Hilly, sapaan akrabnya, mengungkapkan pada masa orde baru perempuan hanya dipandang sebagai objek kebijakan namun di masa Gus Dur perempuan dipandang sebagai subjek kebijakan.
Contohnya, kebijakan Kementerian Urusan Wanita yang saat itu hanya fokus mengedepankan peran reproduksi perempuan.
“Kementerian Urusan Wanita pada saat itu fokusnya mendorong program keluarga berencana (KB) untuk perempuan dan ASI enam bulan, tetapi tidak mengedepankan peran-peran perempuan di ranah publik terutama peran sebagai pengambil kebijakan,” ujar Hilly.
Namun saat Gus Dur menjadi presiden, lanjutnya, perempuan justru didorong untuk terlibat dalam proses formulasi kebijakan, pembuatan rancangan, implementasi hingga evaluasi. Salah satunya dengan menyetujui usulan dari Khofifah Indar Parawansa terkait perubahan nama Kementerian Urusan Perempuan menjadi Kementerian Pemberdayaan Perempuan.
“Karena nomenklatur perubahan kementerian menjadi hak dan kewenangan presiden maka Gus Dur saat itu setuju diubah karena hal itu dianggap tidak bertolak belakang dengan gerakan internasional dan diharapkan lebih mengaktifkan perempuan di ranah publik,” ujar Peneliti Pusat Pengembangan Kapasitas dan Kerjasama (PPKK) Fisipol UGM itu.
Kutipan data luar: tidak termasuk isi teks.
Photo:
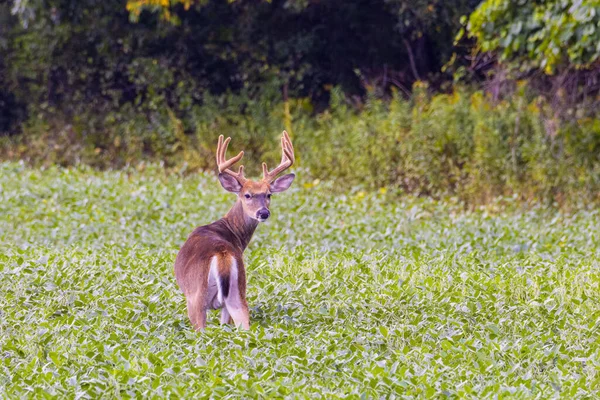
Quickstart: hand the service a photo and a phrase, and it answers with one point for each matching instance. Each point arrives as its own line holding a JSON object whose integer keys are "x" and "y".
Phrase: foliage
{"x": 86, "y": 62}
{"x": 548, "y": 35}
{"x": 416, "y": 297}
{"x": 464, "y": 143}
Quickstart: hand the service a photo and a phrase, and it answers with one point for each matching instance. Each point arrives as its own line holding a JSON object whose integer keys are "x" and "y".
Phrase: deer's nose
{"x": 263, "y": 214}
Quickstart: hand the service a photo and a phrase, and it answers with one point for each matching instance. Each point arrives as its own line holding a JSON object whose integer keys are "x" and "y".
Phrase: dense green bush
{"x": 463, "y": 143}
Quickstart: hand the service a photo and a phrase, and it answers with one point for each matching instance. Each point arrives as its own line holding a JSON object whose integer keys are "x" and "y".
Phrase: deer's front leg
{"x": 235, "y": 303}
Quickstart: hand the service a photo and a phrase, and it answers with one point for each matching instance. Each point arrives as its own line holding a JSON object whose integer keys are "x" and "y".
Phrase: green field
{"x": 361, "y": 295}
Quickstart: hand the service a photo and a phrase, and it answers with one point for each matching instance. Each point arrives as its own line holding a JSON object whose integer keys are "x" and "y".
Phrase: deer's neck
{"x": 240, "y": 224}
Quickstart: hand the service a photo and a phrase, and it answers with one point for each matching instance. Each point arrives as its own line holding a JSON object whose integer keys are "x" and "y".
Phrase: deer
{"x": 209, "y": 267}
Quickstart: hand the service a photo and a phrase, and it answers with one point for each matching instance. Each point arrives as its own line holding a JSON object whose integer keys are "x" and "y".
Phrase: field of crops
{"x": 362, "y": 295}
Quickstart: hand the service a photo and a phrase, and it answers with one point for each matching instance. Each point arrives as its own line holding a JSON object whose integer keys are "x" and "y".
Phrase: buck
{"x": 209, "y": 268}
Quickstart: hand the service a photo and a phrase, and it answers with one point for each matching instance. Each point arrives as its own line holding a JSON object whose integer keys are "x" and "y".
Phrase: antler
{"x": 224, "y": 164}
{"x": 287, "y": 159}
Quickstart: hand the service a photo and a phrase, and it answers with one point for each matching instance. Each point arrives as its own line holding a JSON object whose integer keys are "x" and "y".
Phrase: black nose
{"x": 263, "y": 214}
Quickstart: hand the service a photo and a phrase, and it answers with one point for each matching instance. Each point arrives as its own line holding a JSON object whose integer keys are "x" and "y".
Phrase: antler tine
{"x": 287, "y": 159}
{"x": 223, "y": 164}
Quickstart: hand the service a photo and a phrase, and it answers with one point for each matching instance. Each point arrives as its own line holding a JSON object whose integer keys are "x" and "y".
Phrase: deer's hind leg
{"x": 197, "y": 310}
{"x": 235, "y": 302}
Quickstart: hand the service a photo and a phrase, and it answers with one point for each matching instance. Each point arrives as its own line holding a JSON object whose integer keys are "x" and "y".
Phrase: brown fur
{"x": 204, "y": 267}
{"x": 225, "y": 238}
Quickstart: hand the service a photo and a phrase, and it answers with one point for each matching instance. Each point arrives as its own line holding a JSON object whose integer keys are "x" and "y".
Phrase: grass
{"x": 361, "y": 295}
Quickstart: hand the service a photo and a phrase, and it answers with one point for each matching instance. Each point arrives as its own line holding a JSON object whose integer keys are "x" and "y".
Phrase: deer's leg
{"x": 238, "y": 309}
{"x": 197, "y": 311}
{"x": 235, "y": 302}
{"x": 225, "y": 317}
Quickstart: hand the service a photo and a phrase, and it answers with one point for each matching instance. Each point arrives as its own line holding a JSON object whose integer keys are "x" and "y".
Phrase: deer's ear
{"x": 282, "y": 183}
{"x": 229, "y": 183}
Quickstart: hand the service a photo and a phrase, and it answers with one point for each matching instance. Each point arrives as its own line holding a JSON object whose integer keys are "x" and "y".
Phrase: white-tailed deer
{"x": 209, "y": 267}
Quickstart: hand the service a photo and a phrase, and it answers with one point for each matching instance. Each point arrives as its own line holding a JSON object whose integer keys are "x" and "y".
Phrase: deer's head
{"x": 255, "y": 196}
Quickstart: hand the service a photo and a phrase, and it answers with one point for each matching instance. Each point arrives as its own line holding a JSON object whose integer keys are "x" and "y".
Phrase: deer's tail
{"x": 223, "y": 266}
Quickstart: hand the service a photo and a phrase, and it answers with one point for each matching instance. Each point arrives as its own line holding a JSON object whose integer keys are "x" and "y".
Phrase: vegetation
{"x": 417, "y": 298}
{"x": 459, "y": 144}
{"x": 115, "y": 83}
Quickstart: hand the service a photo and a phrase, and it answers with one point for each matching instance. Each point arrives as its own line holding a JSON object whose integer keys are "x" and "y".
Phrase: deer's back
{"x": 192, "y": 264}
Kebijakan ini diperkuat dengan hasil keputusan Munas Alim Ulama di Lombok. “Perjuangan terhadap perempuan juga terlihat ketika Gus Dur menjadi Ketua PBNU di mana Musyawarah Nasional (Munas) Alim Ulama NU di Lombok menghasilkan keputusan bahwa peran perempuan bukan hanya di ranah domestik saja tetapi bisa di ranah publik,” papar Hilly.
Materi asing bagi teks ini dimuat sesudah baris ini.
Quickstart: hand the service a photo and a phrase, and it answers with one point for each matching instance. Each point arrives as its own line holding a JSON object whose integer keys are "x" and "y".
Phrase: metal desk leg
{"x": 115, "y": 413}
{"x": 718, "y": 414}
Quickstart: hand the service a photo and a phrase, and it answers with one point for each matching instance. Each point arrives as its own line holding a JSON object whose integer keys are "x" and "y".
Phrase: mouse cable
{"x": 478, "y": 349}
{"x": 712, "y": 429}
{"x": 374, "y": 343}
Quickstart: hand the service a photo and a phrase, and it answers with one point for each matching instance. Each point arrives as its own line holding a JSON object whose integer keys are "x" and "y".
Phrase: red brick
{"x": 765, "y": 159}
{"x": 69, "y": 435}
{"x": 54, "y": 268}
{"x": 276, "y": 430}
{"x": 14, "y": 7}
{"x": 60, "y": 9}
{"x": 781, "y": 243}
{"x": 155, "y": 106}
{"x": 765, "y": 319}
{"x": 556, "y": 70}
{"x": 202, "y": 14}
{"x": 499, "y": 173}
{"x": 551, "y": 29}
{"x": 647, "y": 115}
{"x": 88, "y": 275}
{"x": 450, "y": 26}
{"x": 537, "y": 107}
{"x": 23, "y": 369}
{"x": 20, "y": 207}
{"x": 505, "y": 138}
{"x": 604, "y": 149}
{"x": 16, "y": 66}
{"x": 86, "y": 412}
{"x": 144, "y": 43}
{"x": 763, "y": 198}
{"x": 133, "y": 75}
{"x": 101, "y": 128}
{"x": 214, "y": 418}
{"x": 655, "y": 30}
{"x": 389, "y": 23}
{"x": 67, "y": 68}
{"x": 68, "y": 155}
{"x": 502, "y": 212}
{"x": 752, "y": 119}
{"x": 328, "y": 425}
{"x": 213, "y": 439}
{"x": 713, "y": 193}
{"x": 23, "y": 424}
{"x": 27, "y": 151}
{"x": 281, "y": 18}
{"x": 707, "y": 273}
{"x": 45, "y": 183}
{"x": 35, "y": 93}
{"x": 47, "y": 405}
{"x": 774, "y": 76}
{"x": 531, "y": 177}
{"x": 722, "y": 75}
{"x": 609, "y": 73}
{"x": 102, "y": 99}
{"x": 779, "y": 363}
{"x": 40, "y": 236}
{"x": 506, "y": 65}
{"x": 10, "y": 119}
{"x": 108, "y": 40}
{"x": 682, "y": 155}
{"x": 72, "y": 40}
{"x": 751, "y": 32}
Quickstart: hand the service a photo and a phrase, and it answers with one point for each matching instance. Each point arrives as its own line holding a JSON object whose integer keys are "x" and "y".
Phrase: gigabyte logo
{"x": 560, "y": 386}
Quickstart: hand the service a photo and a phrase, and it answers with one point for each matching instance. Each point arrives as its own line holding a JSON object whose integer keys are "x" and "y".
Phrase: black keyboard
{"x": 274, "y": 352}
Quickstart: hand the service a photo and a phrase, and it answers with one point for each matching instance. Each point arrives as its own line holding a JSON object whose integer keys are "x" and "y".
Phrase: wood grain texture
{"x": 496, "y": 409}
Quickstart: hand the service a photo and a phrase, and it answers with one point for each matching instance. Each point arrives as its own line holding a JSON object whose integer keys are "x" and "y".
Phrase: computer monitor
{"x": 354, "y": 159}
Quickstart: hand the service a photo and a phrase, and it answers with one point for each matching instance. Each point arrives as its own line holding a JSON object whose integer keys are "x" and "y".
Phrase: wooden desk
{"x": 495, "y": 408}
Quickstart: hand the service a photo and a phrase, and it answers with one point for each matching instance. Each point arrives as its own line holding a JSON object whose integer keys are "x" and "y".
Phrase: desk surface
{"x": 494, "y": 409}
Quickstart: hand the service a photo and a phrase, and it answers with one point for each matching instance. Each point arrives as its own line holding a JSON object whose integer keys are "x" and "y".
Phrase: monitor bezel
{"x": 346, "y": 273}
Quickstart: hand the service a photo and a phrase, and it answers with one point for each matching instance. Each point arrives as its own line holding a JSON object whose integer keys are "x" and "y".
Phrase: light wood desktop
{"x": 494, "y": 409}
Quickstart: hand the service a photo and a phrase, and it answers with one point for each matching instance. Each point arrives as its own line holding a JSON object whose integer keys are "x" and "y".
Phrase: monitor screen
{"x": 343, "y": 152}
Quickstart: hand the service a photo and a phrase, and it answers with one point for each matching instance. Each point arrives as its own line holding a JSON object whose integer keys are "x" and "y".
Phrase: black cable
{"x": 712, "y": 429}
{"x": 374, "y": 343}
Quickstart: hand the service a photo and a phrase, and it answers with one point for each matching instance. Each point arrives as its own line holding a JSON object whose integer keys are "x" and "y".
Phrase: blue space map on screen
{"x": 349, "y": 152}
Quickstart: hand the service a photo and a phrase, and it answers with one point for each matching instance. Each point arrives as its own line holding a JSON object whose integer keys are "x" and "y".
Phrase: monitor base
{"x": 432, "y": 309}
Pada kesempatan itu, Hilly juga menceritakan upaya Gus Dur dalam melakukan diplomasi terhadap buruh migran. Diceritakan, saat itu kelompok perempuan mendapatkan informasi bahwa salah satu buruh migran Indonesia akan dihukum mati kemudian sekelompok perempuan tadi menyampaikan ke Khofifah dan diteruskan kepada Gus Dur.
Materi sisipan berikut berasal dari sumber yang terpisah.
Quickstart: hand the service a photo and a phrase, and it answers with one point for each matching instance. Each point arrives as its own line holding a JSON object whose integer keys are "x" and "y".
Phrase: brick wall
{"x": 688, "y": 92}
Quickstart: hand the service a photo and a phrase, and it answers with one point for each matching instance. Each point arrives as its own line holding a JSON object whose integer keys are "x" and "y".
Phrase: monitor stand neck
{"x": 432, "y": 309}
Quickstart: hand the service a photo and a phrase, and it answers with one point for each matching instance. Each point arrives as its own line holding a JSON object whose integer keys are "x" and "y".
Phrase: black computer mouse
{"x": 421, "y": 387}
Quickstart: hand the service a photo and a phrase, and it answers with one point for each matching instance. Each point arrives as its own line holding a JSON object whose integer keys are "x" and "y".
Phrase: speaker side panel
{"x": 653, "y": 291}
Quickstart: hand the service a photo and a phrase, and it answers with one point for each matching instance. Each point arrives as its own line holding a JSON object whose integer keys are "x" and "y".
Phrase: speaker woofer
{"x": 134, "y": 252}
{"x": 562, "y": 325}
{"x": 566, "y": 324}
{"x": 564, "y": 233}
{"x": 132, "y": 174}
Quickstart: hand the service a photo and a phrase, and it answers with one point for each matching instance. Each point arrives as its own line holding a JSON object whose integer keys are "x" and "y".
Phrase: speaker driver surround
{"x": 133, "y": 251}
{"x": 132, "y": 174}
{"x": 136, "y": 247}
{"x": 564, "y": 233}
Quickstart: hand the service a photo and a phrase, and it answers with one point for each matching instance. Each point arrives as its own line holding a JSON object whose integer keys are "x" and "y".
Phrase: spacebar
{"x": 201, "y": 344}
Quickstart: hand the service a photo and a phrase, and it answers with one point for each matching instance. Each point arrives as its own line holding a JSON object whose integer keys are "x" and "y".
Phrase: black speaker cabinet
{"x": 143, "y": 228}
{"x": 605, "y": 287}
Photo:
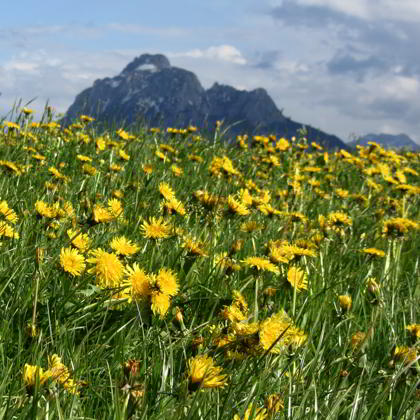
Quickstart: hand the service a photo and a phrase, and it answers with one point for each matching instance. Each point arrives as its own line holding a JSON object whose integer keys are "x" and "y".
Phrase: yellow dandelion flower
{"x": 278, "y": 255}
{"x": 237, "y": 207}
{"x": 8, "y": 231}
{"x": 122, "y": 245}
{"x": 108, "y": 269}
{"x": 203, "y": 373}
{"x": 297, "y": 278}
{"x": 84, "y": 158}
{"x": 414, "y": 329}
{"x": 43, "y": 209}
{"x": 155, "y": 228}
{"x": 399, "y": 226}
{"x": 160, "y": 303}
{"x": 251, "y": 226}
{"x": 115, "y": 207}
{"x": 166, "y": 282}
{"x": 101, "y": 214}
{"x": 232, "y": 313}
{"x": 166, "y": 190}
{"x": 8, "y": 213}
{"x": 374, "y": 252}
{"x": 194, "y": 247}
{"x": 123, "y": 155}
{"x": 71, "y": 261}
{"x": 33, "y": 374}
{"x": 81, "y": 241}
{"x": 175, "y": 205}
{"x": 261, "y": 263}
{"x": 89, "y": 169}
{"x": 176, "y": 170}
{"x": 138, "y": 281}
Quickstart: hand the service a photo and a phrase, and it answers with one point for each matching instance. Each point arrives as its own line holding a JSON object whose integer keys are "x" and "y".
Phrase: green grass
{"x": 326, "y": 377}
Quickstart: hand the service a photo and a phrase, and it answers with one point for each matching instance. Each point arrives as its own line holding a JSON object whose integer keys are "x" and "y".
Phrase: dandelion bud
{"x": 237, "y": 246}
{"x": 372, "y": 286}
{"x": 345, "y": 302}
{"x": 39, "y": 252}
{"x": 131, "y": 368}
{"x": 274, "y": 403}
{"x": 357, "y": 339}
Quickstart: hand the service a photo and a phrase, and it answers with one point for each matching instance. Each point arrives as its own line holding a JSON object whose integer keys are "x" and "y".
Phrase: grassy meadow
{"x": 163, "y": 274}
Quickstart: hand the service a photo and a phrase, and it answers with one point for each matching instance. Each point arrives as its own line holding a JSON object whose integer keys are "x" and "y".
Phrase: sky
{"x": 346, "y": 67}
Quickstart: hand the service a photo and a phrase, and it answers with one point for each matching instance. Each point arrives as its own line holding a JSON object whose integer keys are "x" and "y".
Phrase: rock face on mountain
{"x": 388, "y": 141}
{"x": 150, "y": 90}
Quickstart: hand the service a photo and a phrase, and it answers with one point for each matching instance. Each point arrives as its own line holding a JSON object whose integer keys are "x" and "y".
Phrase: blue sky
{"x": 348, "y": 68}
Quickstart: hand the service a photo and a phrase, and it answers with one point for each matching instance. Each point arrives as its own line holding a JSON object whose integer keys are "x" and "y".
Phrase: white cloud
{"x": 402, "y": 88}
{"x": 222, "y": 52}
{"x": 407, "y": 10}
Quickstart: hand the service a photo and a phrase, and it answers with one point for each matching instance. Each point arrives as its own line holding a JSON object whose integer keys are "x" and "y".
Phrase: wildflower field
{"x": 163, "y": 274}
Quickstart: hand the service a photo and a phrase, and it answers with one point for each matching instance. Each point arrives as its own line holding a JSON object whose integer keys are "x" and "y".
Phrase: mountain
{"x": 150, "y": 90}
{"x": 388, "y": 141}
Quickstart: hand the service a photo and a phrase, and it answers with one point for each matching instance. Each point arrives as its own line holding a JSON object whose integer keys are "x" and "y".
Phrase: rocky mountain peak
{"x": 147, "y": 62}
{"x": 149, "y": 90}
Mendapat informasi tersebut, Gus Dur dengan kewenangannya sebagai presiden melakukan diplomasi tingkat tinggi kepada Raja Fadh langsung.
“Gus Dur dengan inisiatifnya telepon Raja Fadh dan negosiasi akhirnya menemukan jalan keluar yakni menunggu ahli waris dari majikan beranjak dewasa. Di sini Gus Dur menghadirkan diplomasi yang tidak kaku,” tuturnya.
Hilly berharap kepada pemimpin negara maupun pengambil kebijakan saat ini bisa meneladani Gus Dur dalam membuat kebijakan yang dapat melindungi perempuan maupun laki-laki dalam rangka kesetaraan gender apalagi melihat kekerasan seksual hari ini yang belum ada payung hukumnya.
“Kita bisa menanyakan komitmen pemimpin negara dan pengambil kebijakan yang itu seharusnya seberani Gus Dur meskipun pada waktu itu Gus Dur bentuknya hanya melalui inpres bukan Undang-undang,” tandas Hilly.